In his latest Q4 2020 Shareholder Letter, Eric Cinnamond discusses the disconnect between market valuations and fundamentals, adding as investors we have a choice, we don’t have to overpay. He believes that there is a generational opportunity to differentiate investment outcomes by maintaining discipline on the prices paid for stocks. Here’s an excerpt from the letter:
No Country For Old Investors
Anton Chigurh: What’s the most you’ve ever lost on a coin toss?
Gas station proprietor: I don’t know. I couldn’t say.
Chigurh: Call it.
Proprietor: For what?
Chigurh: Just call it.
Proprietor: Well—we need to know what we’re callin’ it for here.
Chigurh: You need to call it. I can’t call it for you. It wouldn’t be fair.
Proprietor: Look…I need to know what I stand to win.

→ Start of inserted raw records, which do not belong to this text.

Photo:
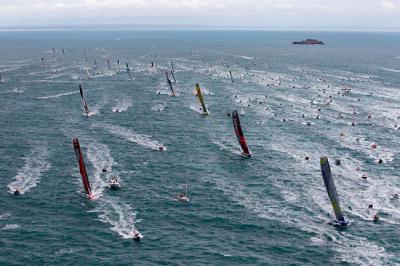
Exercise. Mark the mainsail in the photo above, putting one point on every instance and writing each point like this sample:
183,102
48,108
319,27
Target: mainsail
85,107
201,99
239,134
82,168
173,71
331,189
128,70
230,74
170,84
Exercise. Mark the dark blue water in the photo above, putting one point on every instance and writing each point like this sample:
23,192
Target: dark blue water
271,209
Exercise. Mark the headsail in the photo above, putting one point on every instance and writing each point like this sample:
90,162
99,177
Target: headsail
170,84
331,189
230,74
239,134
201,99
85,107
82,168
128,70
173,71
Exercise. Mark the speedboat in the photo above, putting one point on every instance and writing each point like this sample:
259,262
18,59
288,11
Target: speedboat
162,148
137,236
113,183
183,197
342,222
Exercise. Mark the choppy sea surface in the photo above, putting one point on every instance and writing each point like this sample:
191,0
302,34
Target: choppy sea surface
271,209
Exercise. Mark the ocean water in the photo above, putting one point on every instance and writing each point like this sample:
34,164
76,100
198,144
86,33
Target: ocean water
271,209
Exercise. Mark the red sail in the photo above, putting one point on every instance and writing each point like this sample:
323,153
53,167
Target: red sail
239,134
82,167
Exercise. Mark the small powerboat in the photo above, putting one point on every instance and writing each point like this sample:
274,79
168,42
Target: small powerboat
183,197
137,236
113,183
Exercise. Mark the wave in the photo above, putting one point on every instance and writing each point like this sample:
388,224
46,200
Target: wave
120,216
100,157
389,69
57,95
10,227
141,139
29,175
122,105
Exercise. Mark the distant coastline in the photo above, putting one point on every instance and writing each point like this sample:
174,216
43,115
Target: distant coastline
178,27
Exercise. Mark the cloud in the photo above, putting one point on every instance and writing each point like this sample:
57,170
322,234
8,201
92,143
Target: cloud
259,13
388,5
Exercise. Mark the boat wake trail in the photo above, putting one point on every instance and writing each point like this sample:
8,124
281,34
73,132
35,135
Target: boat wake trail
230,147
122,105
28,176
141,139
120,216
57,95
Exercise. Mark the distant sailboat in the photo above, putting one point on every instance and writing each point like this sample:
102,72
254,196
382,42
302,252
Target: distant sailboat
183,196
239,133
173,71
341,219
82,169
230,74
170,84
201,99
84,103
128,70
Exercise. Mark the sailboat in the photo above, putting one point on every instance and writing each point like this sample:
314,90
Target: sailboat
128,70
230,74
183,196
173,71
82,169
84,103
341,219
239,134
170,84
201,99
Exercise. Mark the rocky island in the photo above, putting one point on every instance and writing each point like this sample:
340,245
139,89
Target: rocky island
309,41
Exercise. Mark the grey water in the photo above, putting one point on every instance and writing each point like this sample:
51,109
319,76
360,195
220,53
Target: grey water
271,209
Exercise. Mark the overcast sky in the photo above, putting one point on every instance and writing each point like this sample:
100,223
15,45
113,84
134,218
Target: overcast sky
342,14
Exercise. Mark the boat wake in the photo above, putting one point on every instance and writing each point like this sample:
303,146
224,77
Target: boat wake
143,140
122,105
120,216
28,176
57,95
100,157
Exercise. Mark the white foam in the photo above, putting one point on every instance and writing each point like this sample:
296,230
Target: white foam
120,216
10,227
122,105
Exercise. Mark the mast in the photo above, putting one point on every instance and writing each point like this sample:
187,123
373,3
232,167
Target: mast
230,74
173,71
128,70
85,106
201,99
82,168
186,183
239,134
331,189
170,84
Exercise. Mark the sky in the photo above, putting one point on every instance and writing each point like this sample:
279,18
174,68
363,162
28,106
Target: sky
334,14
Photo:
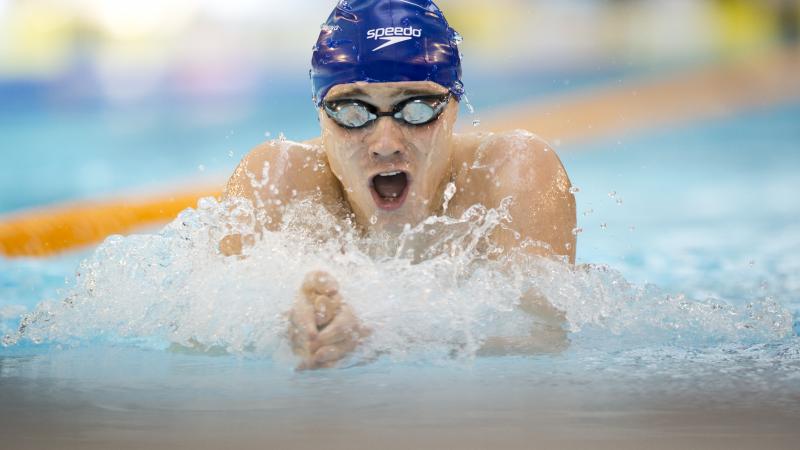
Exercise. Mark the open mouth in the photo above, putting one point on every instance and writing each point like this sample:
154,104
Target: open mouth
389,189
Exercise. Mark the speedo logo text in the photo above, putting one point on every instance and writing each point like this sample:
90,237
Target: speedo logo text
393,35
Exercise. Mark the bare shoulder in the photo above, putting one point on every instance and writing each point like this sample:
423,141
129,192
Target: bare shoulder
521,166
517,152
280,170
514,161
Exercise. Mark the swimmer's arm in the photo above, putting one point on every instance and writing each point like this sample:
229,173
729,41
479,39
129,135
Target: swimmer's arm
543,209
271,176
547,334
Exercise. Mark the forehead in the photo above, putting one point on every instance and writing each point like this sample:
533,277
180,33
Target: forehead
385,90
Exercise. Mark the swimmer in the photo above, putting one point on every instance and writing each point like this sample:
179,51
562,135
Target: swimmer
386,78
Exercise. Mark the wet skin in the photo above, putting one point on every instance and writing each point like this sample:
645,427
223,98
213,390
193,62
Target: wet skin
342,168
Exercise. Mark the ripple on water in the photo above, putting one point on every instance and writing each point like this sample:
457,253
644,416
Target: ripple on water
427,295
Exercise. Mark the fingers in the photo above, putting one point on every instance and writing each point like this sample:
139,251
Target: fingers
328,355
344,327
326,308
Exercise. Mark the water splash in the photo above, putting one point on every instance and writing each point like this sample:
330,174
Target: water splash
438,289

No Country for Old Men (2007).
(Source: Palm Valley Capital Q4 2020 Letter)
Dear Fellow Shareholders,
In No Country For Old Men, Javier Bardem plays a psychopath serial killer (Anton Chigurh) that walks into a quiet remote gas station in the desert. While paying his $0.69 bill, he stoically badgers the elderly proprietor as a prelude to calmly demanding that the older man call a coin flip. While the proprietor senses danger, he still wants Bardem to explain what’s at stake: “I need to know what I stand to win.” Everything. Unbeknownst to him, “everything” implied the status quo—the opportunity to live another day.
That classic coin flip scene is the opposite of an asymmetric bet. With even odds, the proprietor’s upside was limited ($0.25), while his downside was, in a cruel irony, everything. No sane person would make that bet voluntarily. Now, here’s our investment backdrop:
1. U.S. stocks are at the highest valuations in history.
2. The Federal Reserve is committed to supporting asset prices.
Which factor will drive future investment performance? If the Fed is omnipotent, investors may stand to win “everything,” in that they don’t lose their shirts and face a long period of mediocre prospective returns. Some even think asset prices have no upper limits in a liquidity-driven world. Instead, if market values reconnect with fundamentals, then the investment outlook could be very bleak. Which is it for you: Fed talking heads or fat left tails? Call it.
Like us, you may be frustrated that financial markets are not currently allowed to function on their own. However, you can’t blame it all on the Fed. They are the puppet masters in a market confidence game, but they aren’t setting the bid on every stock (yet).
As investors, we may not have good alternatives, but we have a choice. We can refuse to overpay. We believe there is a generational opportunity to differentiate investment outcomes by maintaining discipline on the prices paid for stocks.
While the government’s distortion of the capital markets won’t last forever, predicting its end date is tantamount to a coin flip. Today, investors seem dangerously focused on their upside. With “everything” possibly hanging in the balance, the question we should all be asking is: What do I stand to lose?